Statute of Limitation laws are complex and very confusing. The idea is that there is a limit of time after an “event” to take legal action. For example, in California, if I drive my car through your living room, you have 3 years to sue me. However, if I “accidently” punch you in the head, you have only 2 years to sue me. But what about debts? That’s why we are here after all.
Generally speaking, a creditor can no longer sue for a bad debt after 4years. But that does not prevent collection attempts. The creditor, after 4 years, can still try to collect on the debt, they just cannot sue you in a court of law. But the real tricky part is avoiding the creditor for those 4 years. And if you accept any type of responsibility for the debt during this time, the clock “resets” and the 4 years starts all over. So if during this time frame your get a collection call, be VERY careful what you say.
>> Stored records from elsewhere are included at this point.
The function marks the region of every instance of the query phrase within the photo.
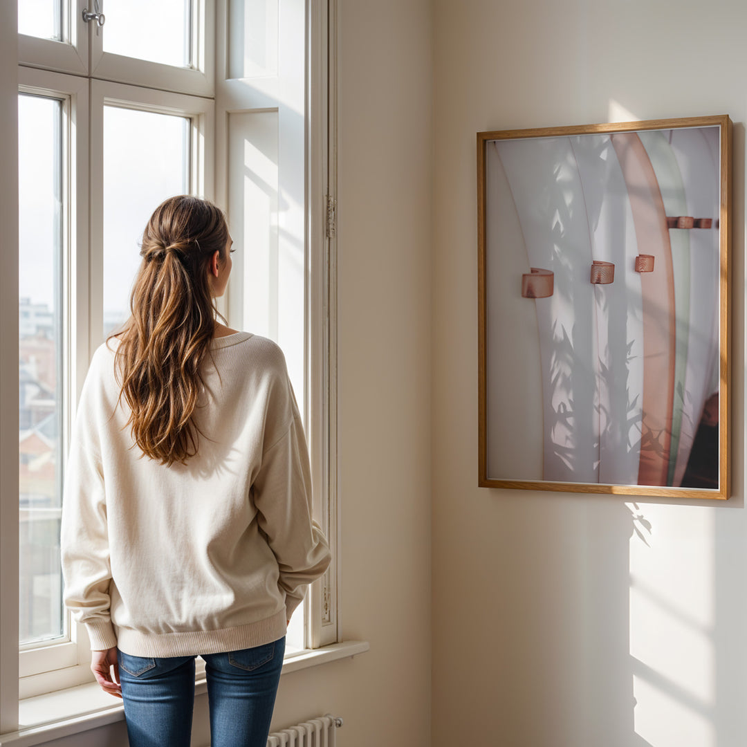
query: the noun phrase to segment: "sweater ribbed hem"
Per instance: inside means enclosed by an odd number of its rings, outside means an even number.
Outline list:
[[[117,634],[108,621],[87,622],[86,632],[92,651],[105,651],[117,645]]]
[[[222,654],[271,643],[285,635],[287,627],[284,607],[272,617],[220,630],[143,633],[118,627],[117,645],[120,651],[130,656],[165,658]]]

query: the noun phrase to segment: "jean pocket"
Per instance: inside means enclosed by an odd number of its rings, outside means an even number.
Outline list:
[[[268,661],[272,661],[275,656],[275,642],[266,643],[262,646],[255,646],[253,648],[242,648],[238,651],[229,652],[229,663],[244,672],[252,672],[258,669]]]
[[[117,653],[117,661],[120,669],[124,669],[133,677],[140,677],[146,672],[155,669],[155,660],[140,656],[132,656],[123,651]]]

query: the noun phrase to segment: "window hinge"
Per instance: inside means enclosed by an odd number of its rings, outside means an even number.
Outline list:
[[[337,233],[337,200],[331,195],[326,196],[326,236],[334,238]]]

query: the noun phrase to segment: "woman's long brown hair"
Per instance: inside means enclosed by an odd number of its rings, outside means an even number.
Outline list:
[[[132,314],[117,335],[120,398],[129,406],[135,443],[168,466],[197,453],[192,415],[217,313],[208,267],[216,251],[226,261],[228,240],[221,211],[188,195],[158,205],[143,234]]]

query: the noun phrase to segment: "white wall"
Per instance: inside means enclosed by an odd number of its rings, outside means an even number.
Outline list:
[[[747,739],[746,32],[743,0],[435,1],[436,747],[468,732],[511,747]],[[477,488],[475,133],[721,114],[735,123],[734,498],[636,508]]]
[[[341,2],[342,633],[371,651],[283,676],[273,728],[331,712],[347,747],[430,743],[430,19],[428,0]],[[203,696],[193,744],[208,734]]]

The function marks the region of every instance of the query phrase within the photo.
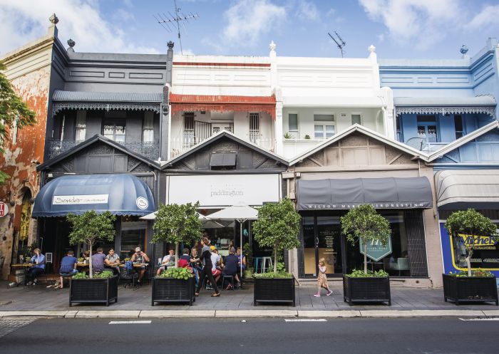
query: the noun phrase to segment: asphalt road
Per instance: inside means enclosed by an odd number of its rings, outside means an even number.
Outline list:
[[[499,321],[351,318],[0,319],[0,353],[497,353]],[[118,324],[110,324],[111,321]],[[144,321],[140,319],[140,321]],[[10,326],[10,327],[9,327]],[[16,326],[13,329],[13,326]],[[9,332],[10,331],[10,332]],[[6,332],[9,332],[6,333]],[[3,334],[2,334],[3,333]],[[3,336],[2,336],[3,335]]]

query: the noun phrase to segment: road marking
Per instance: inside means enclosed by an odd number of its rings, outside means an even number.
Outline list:
[[[499,321],[499,318],[459,318],[461,321]]]
[[[292,318],[285,319],[285,322],[327,322],[325,318]]]
[[[151,323],[150,321],[112,321],[109,323],[110,325],[148,325]]]

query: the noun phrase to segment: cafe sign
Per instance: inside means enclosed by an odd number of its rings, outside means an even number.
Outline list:
[[[359,246],[362,254],[364,252],[364,244],[362,239],[359,240]],[[380,241],[369,241],[367,243],[367,256],[377,262],[391,253],[391,237],[388,238],[386,244],[383,244]]]
[[[0,217],[5,217],[9,214],[9,206],[4,202],[0,202]]]

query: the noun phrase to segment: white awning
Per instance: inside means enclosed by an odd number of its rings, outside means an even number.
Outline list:
[[[499,209],[499,170],[440,171],[435,182],[439,209]]]

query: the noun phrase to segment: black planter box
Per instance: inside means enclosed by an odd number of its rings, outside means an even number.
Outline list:
[[[253,278],[253,304],[257,302],[291,303],[294,302],[293,278]]]
[[[455,276],[442,274],[443,300],[454,301],[494,301],[499,306],[495,276]]]
[[[390,278],[351,278],[343,276],[343,299],[354,303],[386,302],[391,306]]]
[[[106,279],[73,279],[69,283],[69,306],[73,303],[118,302],[118,276]]]
[[[189,303],[192,306],[196,301],[194,286],[194,278],[153,278],[151,306],[154,303]]]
You have the right to remain silent, anything you say can be used against you in a court of law.
So when does this 4 year period start? I’m glad you asked. For the most part it is the date of the last “activity” on the account. This could be the last purchase date, or the last payment date. Or, if you were not paying attention to the previous paragraph, it could be the date of the last “acknowledgement” of the debt. The laws vary state to state, so as always, it is best to speak to a local attorney regarding the specifics.
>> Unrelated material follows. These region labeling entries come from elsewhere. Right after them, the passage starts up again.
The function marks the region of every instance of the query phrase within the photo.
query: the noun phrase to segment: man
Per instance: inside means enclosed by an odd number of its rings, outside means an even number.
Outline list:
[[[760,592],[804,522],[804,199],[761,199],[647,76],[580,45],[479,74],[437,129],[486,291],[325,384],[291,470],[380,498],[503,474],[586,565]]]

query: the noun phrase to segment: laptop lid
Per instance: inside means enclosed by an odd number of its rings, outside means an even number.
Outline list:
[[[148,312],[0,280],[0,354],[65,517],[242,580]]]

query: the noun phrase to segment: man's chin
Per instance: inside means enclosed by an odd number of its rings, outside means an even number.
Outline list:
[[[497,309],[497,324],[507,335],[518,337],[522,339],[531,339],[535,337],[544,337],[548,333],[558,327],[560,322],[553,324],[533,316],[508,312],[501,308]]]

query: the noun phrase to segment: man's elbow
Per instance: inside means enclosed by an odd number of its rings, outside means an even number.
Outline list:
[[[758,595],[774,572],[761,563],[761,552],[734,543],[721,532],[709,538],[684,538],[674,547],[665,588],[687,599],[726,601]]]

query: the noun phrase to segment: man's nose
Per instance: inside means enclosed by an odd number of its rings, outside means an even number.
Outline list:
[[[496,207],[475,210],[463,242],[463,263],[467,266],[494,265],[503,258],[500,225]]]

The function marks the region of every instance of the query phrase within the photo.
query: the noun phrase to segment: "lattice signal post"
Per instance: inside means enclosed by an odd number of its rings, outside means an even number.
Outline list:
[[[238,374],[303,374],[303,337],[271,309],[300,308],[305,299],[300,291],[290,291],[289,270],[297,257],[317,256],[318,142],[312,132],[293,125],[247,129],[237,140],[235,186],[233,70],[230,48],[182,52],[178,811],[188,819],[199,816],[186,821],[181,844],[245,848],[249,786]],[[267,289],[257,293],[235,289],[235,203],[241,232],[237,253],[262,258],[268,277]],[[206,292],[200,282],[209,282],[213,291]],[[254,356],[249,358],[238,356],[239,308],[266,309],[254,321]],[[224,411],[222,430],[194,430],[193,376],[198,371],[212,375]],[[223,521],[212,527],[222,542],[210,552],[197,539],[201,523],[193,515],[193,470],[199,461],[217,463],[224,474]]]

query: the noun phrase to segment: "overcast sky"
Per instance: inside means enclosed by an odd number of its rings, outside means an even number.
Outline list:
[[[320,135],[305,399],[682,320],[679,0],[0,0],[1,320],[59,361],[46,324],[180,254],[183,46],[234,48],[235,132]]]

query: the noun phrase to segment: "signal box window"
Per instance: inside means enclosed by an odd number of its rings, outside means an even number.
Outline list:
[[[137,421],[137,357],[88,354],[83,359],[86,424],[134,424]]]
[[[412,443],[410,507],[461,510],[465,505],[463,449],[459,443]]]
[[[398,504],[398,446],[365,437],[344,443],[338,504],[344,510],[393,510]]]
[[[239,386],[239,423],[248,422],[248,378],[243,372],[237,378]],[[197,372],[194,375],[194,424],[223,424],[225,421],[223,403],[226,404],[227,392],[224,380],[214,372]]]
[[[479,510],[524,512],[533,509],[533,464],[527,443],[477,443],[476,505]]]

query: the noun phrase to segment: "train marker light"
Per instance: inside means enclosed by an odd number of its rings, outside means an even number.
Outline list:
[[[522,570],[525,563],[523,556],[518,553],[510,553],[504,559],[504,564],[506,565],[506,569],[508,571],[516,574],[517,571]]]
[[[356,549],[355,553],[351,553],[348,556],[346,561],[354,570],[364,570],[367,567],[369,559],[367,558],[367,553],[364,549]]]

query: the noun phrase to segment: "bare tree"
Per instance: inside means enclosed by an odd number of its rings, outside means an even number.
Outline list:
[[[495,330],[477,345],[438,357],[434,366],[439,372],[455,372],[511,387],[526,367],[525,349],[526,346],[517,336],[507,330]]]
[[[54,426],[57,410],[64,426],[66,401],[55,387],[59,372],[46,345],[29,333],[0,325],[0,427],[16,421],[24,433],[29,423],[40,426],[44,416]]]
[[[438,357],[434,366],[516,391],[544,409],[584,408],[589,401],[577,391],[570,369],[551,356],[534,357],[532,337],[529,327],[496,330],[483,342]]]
I have heard on many, many occasions, that someone who is considering filing a bankruptcy may be close to the statute of limitations and does not need to file. But remember, the most important thing in a case like this, the statute of limitations only prevents a creditor from suing you in a court of law. The bills and phone calls (ohhhh……….the phone calls!) do not have to stop. They may continue to make your life miserable.
So, unless you are planning to go off “the grid” and live in a shack somewhere in the deep forest, the Statute of Limitations does not mean a whole lot.